Grünes Licht für rauchfreie Zigarette

Gute Nachricht für starke Raucher: Anfang 2006 soll die rauchfreie Zigarette Nicstic auf den Markt kommen, die auch in Rauchverbotszonen «gequalmt» werden darf.

«Wir freuen uns über die Entscheidung des Heilmittelinstituts Swissmedic», teilte Nicstic AG gestern mit. Swissmedic hatte entschieden, dass das Produkt nicht unter das Heilmittelrecht fällt, und gab für die Produktion der rauchfreien Zigarette grünes Licht.

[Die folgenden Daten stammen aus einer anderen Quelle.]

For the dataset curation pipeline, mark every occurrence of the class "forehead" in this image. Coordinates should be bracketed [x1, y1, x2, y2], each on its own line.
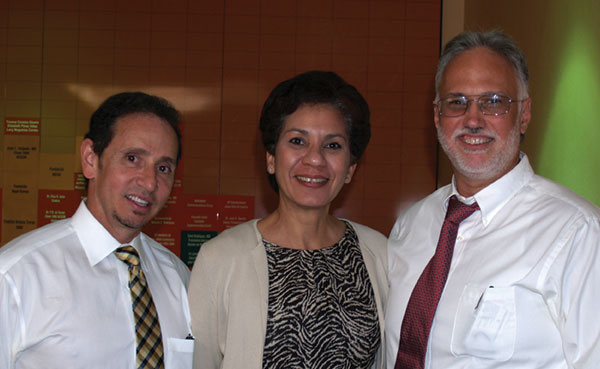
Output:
[108, 113, 178, 157]
[440, 47, 518, 97]
[283, 104, 347, 134]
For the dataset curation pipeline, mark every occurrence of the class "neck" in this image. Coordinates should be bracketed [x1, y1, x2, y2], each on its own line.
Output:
[258, 204, 345, 250]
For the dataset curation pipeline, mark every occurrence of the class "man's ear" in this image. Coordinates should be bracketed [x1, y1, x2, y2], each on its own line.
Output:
[80, 138, 100, 180]
[519, 98, 531, 135]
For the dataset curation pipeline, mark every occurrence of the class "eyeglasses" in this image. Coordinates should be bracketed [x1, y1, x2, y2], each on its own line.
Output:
[434, 94, 527, 117]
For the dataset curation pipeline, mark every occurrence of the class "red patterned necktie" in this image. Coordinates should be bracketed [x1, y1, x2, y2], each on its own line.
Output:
[394, 196, 479, 369]
[115, 245, 165, 369]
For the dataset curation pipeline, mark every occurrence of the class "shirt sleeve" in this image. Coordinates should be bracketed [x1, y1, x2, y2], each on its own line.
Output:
[0, 274, 25, 368]
[558, 219, 600, 368]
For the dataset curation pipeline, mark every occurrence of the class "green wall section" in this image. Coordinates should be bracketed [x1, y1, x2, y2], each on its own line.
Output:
[533, 22, 600, 205]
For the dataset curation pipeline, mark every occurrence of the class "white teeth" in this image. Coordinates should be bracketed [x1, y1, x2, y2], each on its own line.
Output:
[126, 195, 150, 206]
[463, 137, 491, 145]
[296, 176, 327, 183]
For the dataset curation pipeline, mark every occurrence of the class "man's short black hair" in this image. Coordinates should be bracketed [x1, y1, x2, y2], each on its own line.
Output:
[84, 92, 181, 162]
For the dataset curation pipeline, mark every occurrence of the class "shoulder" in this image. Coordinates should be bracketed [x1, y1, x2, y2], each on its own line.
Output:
[348, 221, 387, 245]
[0, 218, 74, 273]
[522, 175, 600, 222]
[199, 219, 262, 257]
[390, 185, 452, 239]
[348, 221, 387, 262]
[140, 233, 190, 282]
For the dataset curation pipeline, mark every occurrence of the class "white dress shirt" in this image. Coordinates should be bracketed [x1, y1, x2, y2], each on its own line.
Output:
[386, 154, 600, 369]
[0, 202, 193, 369]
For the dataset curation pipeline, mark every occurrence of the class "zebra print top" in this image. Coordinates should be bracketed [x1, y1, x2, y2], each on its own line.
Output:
[263, 222, 381, 369]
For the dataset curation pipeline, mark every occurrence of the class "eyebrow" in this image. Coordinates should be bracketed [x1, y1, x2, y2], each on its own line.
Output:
[282, 128, 348, 141]
[123, 147, 177, 165]
[446, 91, 507, 97]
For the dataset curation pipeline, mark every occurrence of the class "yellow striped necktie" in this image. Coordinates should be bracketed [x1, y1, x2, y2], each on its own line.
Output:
[115, 246, 165, 369]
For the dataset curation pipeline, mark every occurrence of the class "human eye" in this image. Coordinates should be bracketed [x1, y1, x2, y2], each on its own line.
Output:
[444, 96, 467, 107]
[325, 141, 342, 150]
[289, 137, 304, 145]
[479, 94, 508, 106]
[158, 165, 173, 174]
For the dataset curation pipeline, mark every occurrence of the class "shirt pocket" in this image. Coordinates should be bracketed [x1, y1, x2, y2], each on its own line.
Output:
[451, 284, 517, 361]
[165, 337, 194, 369]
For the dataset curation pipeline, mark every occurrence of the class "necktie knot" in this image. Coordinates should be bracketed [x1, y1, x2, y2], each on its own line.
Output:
[114, 245, 164, 369]
[114, 245, 140, 267]
[446, 195, 479, 225]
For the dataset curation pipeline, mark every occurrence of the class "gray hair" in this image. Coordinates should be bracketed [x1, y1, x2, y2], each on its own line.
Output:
[435, 30, 529, 99]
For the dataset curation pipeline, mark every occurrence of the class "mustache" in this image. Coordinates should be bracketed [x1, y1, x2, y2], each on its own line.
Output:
[452, 127, 498, 139]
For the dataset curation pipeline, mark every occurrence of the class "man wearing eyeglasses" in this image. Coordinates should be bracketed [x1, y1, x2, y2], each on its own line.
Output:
[386, 31, 600, 369]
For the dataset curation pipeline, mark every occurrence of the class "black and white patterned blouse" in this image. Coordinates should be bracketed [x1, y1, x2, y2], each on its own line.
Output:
[263, 223, 381, 369]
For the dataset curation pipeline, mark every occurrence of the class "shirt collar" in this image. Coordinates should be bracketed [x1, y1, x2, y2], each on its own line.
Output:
[444, 152, 533, 227]
[71, 201, 141, 266]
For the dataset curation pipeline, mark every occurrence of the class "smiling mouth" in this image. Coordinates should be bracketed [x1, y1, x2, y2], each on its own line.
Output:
[296, 176, 328, 183]
[461, 136, 492, 145]
[125, 195, 150, 206]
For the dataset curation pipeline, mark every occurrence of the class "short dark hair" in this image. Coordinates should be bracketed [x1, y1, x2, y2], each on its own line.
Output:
[84, 92, 181, 162]
[435, 30, 529, 99]
[259, 71, 371, 192]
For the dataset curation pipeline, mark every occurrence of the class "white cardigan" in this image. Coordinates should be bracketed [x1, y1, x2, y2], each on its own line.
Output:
[188, 219, 388, 369]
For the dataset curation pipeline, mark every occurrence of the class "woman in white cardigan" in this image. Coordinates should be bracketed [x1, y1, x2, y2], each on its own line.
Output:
[189, 71, 388, 369]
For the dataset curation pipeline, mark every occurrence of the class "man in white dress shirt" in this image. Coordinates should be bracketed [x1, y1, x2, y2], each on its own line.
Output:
[0, 92, 193, 369]
[386, 31, 600, 369]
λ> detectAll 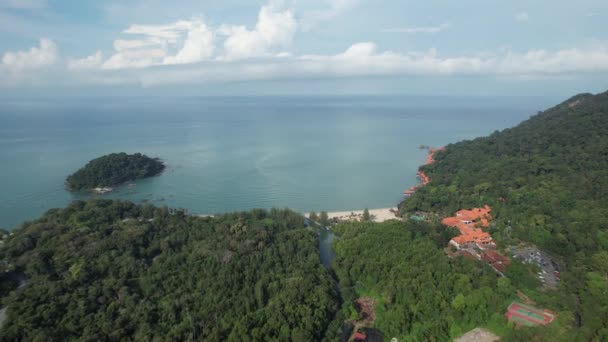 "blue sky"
[0,0,608,96]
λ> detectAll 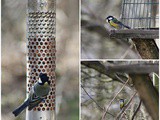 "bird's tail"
[122,24,131,29]
[12,99,29,117]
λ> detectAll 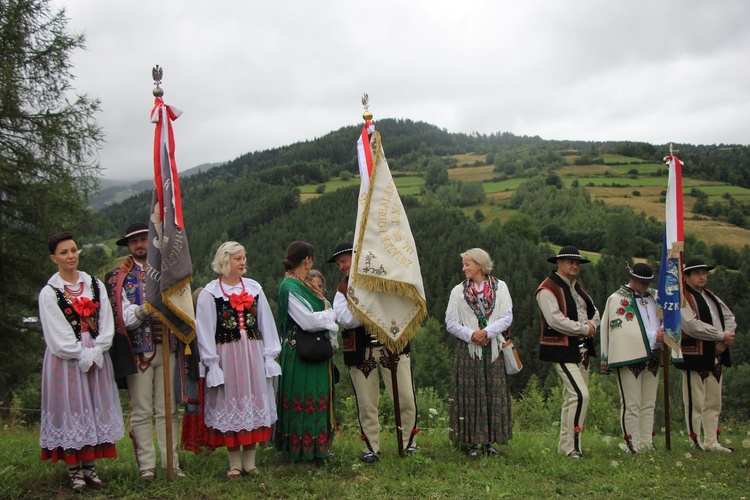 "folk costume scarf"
[462,276,504,361]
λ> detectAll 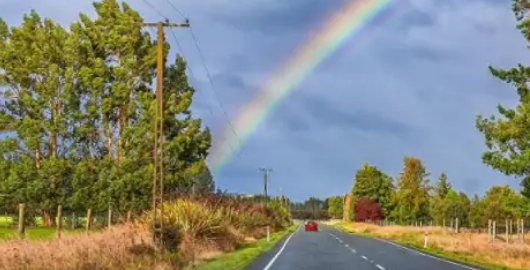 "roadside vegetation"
[0,194,288,270]
[0,0,292,270]
[306,0,530,269]
[335,222,530,270]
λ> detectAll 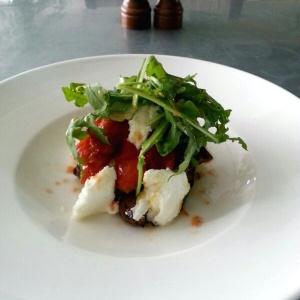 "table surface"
[0,0,300,97]
[0,0,300,300]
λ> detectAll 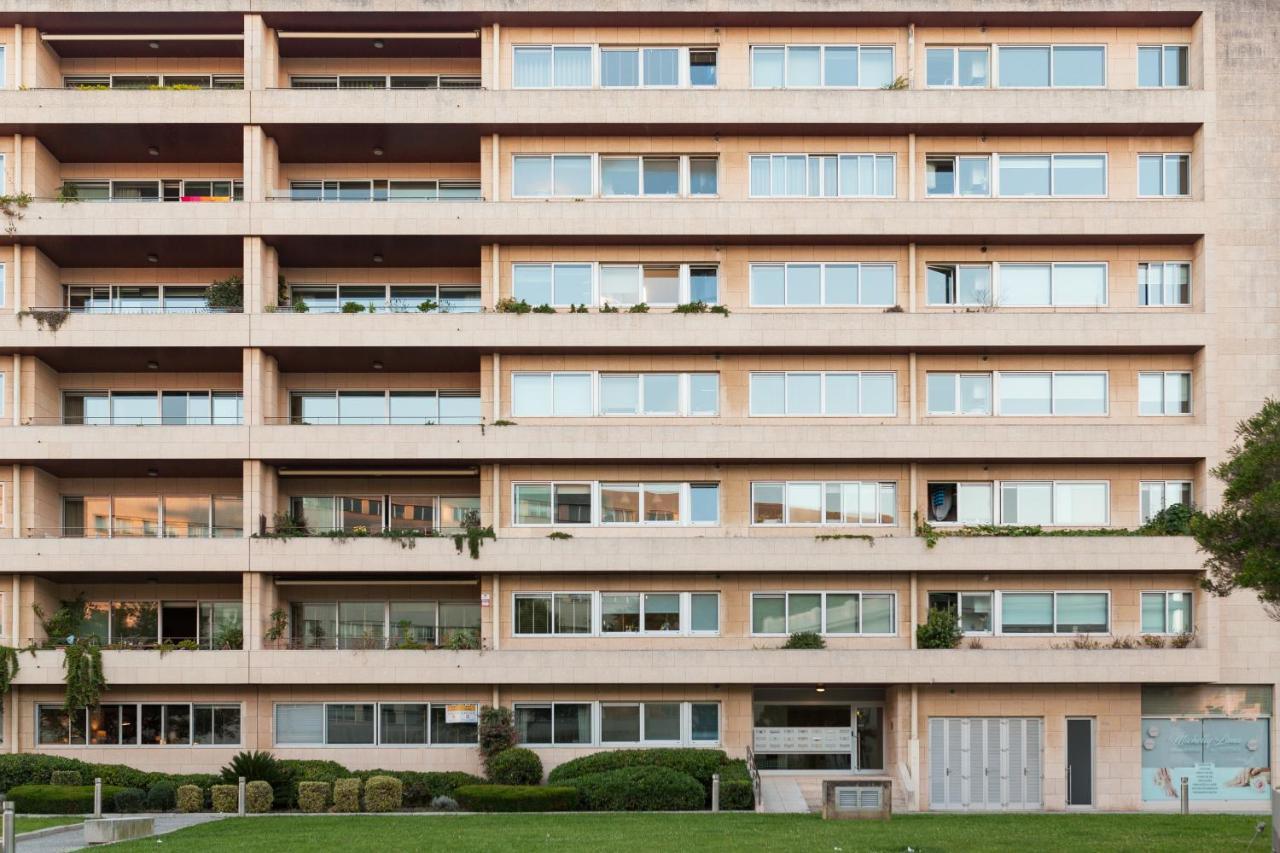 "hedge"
[489,747,543,785]
[365,776,404,812]
[566,766,707,812]
[298,783,329,813]
[5,785,124,815]
[547,748,727,790]
[453,785,577,812]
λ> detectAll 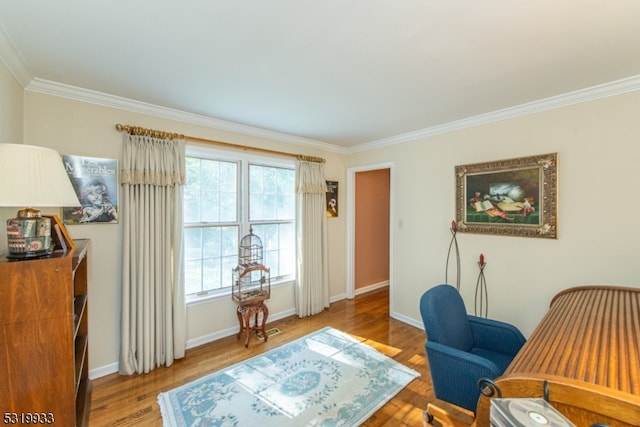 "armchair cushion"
[420,285,525,411]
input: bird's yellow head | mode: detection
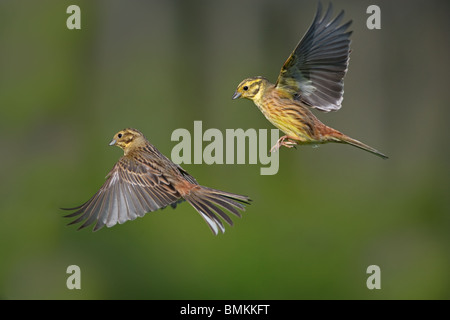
[109,128,145,154]
[233,77,269,101]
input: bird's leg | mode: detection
[270,135,297,152]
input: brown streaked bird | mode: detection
[64,128,251,235]
[233,3,387,159]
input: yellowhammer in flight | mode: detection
[233,3,387,159]
[64,128,250,234]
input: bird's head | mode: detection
[233,77,269,101]
[109,128,145,154]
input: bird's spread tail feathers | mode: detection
[325,127,388,159]
[184,186,251,235]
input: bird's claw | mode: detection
[270,136,297,153]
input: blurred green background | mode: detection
[0,0,450,299]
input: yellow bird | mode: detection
[233,3,387,159]
[64,128,250,234]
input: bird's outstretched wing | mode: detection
[276,3,352,111]
[65,157,183,231]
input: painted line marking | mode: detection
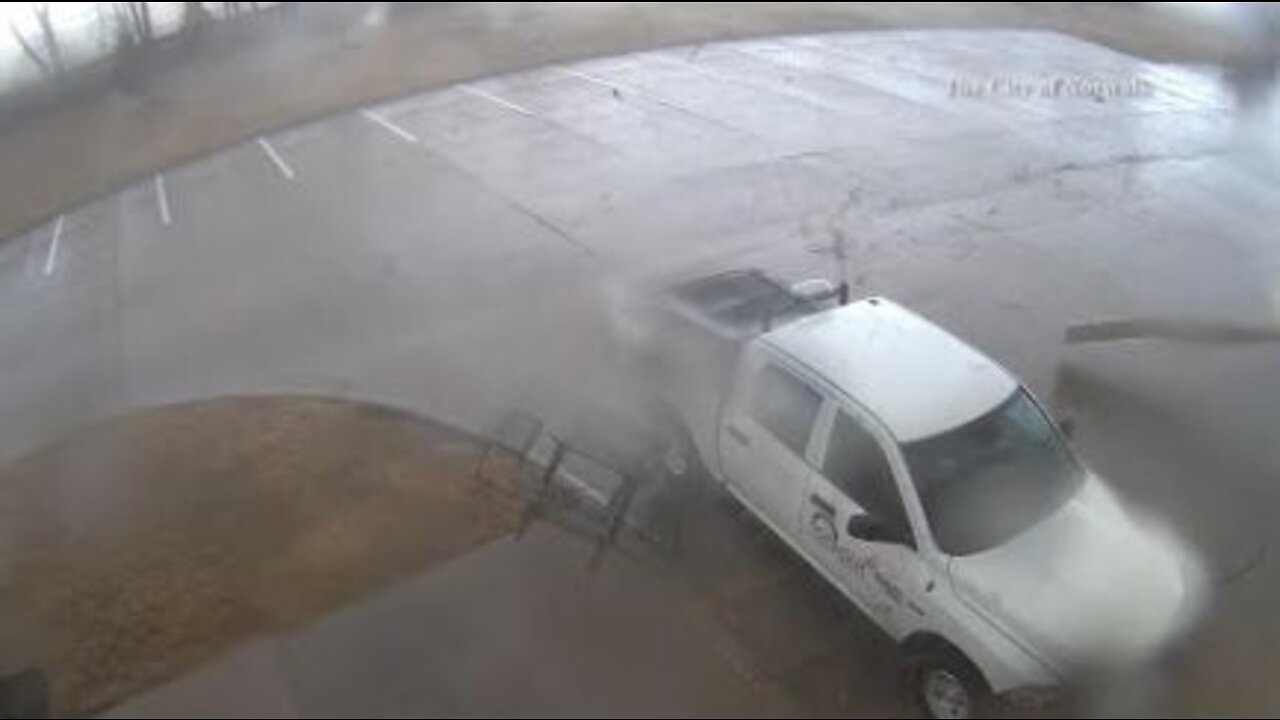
[458,85,535,118]
[257,137,293,179]
[556,68,631,92]
[45,215,67,278]
[360,110,417,145]
[156,174,173,225]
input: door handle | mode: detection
[809,495,836,518]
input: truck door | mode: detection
[721,356,822,533]
[797,404,925,637]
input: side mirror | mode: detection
[1057,416,1075,439]
[845,512,906,544]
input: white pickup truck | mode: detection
[631,270,1204,717]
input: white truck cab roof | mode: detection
[760,297,1018,442]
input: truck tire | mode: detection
[908,646,991,720]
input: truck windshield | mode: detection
[902,389,1083,555]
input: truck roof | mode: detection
[760,297,1018,442]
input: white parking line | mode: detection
[360,110,417,145]
[458,85,534,118]
[45,215,67,278]
[156,174,173,225]
[257,137,293,179]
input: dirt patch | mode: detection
[0,398,518,715]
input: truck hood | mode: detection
[948,477,1201,675]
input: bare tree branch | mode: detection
[9,23,54,77]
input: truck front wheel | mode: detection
[909,647,991,720]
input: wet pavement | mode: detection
[0,31,1280,714]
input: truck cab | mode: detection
[634,271,1204,717]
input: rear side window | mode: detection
[822,410,908,529]
[750,365,822,457]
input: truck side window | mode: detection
[750,365,822,457]
[822,410,909,532]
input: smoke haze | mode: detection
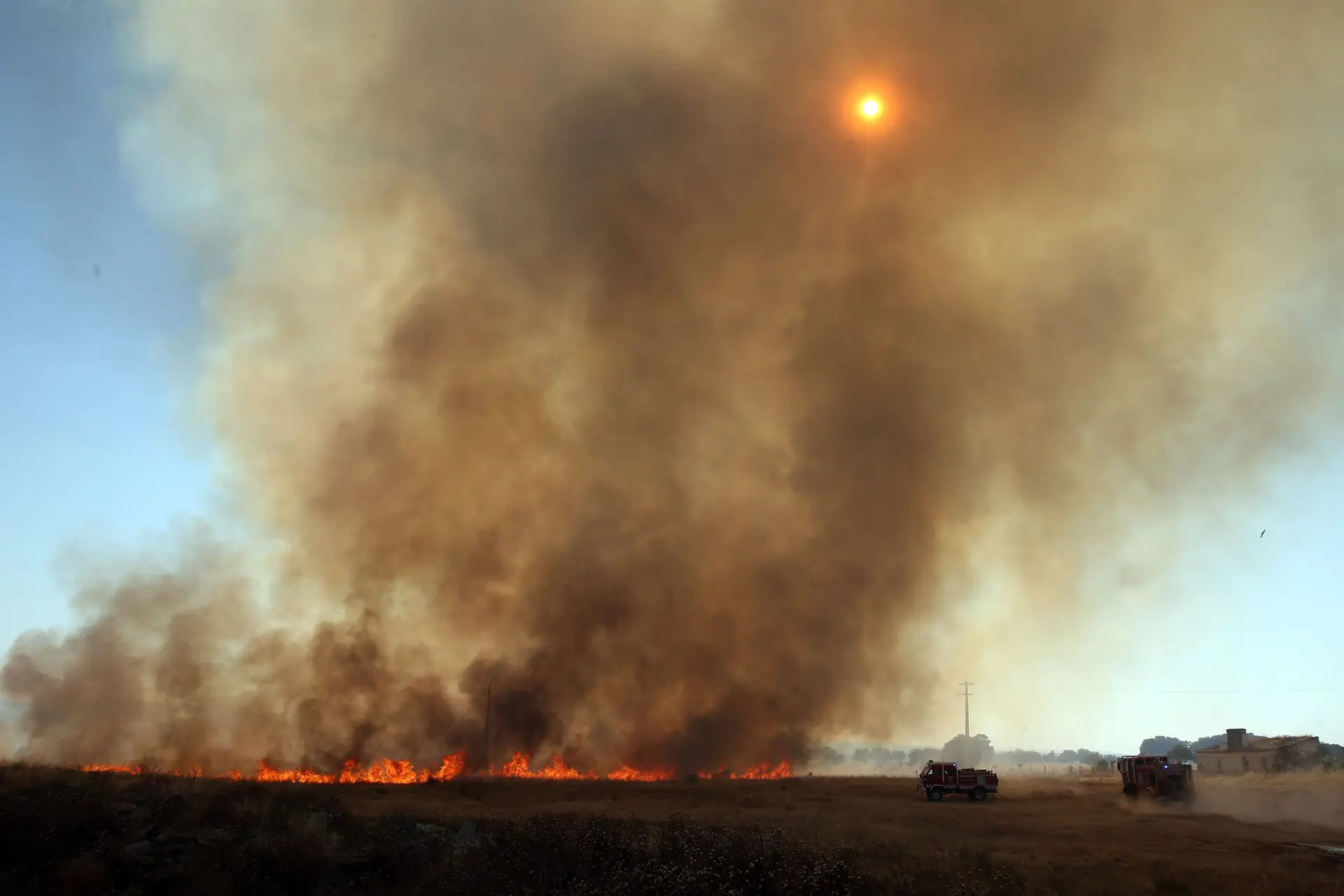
[3,0,1344,770]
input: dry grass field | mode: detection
[0,767,1344,896]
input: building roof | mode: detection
[1195,735,1316,755]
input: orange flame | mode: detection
[79,750,793,785]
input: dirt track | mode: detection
[349,776,1344,896]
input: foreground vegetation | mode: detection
[0,766,1344,896]
[0,767,1030,896]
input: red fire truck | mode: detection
[916,759,999,802]
[1116,754,1195,801]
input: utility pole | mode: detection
[957,681,974,740]
[481,681,495,769]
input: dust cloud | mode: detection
[1194,771,1344,836]
[3,0,1344,770]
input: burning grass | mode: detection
[0,766,1344,896]
[80,751,793,785]
[0,767,1028,896]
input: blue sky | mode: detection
[0,0,211,643]
[0,0,1344,751]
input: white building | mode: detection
[1195,728,1321,775]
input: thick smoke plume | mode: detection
[3,0,1344,770]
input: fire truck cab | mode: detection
[916,759,999,802]
[1116,754,1195,799]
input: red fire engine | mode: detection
[916,759,999,802]
[1116,755,1195,799]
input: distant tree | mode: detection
[1167,740,1195,762]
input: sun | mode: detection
[858,94,883,121]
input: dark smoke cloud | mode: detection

Nicstic ermöglicht dem Raucher, sich Nikotin auf zigarettenähnlichem Weg zuzuführen, ohne Dritte durch Tabakqualm zu belästigen. Deshalb kann dieser «Glimmstängel» auch in Rauchverbotszonen wie in Flugzeugen oder am Arbeitsplatz geraucht werden.

Und so funktionierts: Die Zigaretten werden über ein Ladegerät aufgeheizt, so dass beim Rauchen eine warme, rauchähnliche Luftströmung entsteht. Nicstic wird in verschiedenen Tabakgeschmacksrichtungen sowie den Aromen Vanille, Whisky und Mint erhältlich sein. «Ein Päckchen Nicstic mit 20 Zigaretten wird etwas günstiger als die herkömmlichen Zigaretten sein», so Firmensprecher Joachim Will.

Die Markteinführung ist für Anfang 2006 geplant. «Ziel ist, innerhalb eines Jahres 0,1% der Raucher in der Schweiz mit dem Produkt zu erreichen», so Will. «Wir können ein Produkt, das abhängig macht, nicht befürworten», sagte Janine Messerli von der Fachstelle für Alkohol- und andere Drogenprobleme: Nikotin habe ein grösseres Suchtpotenzial als Heroin.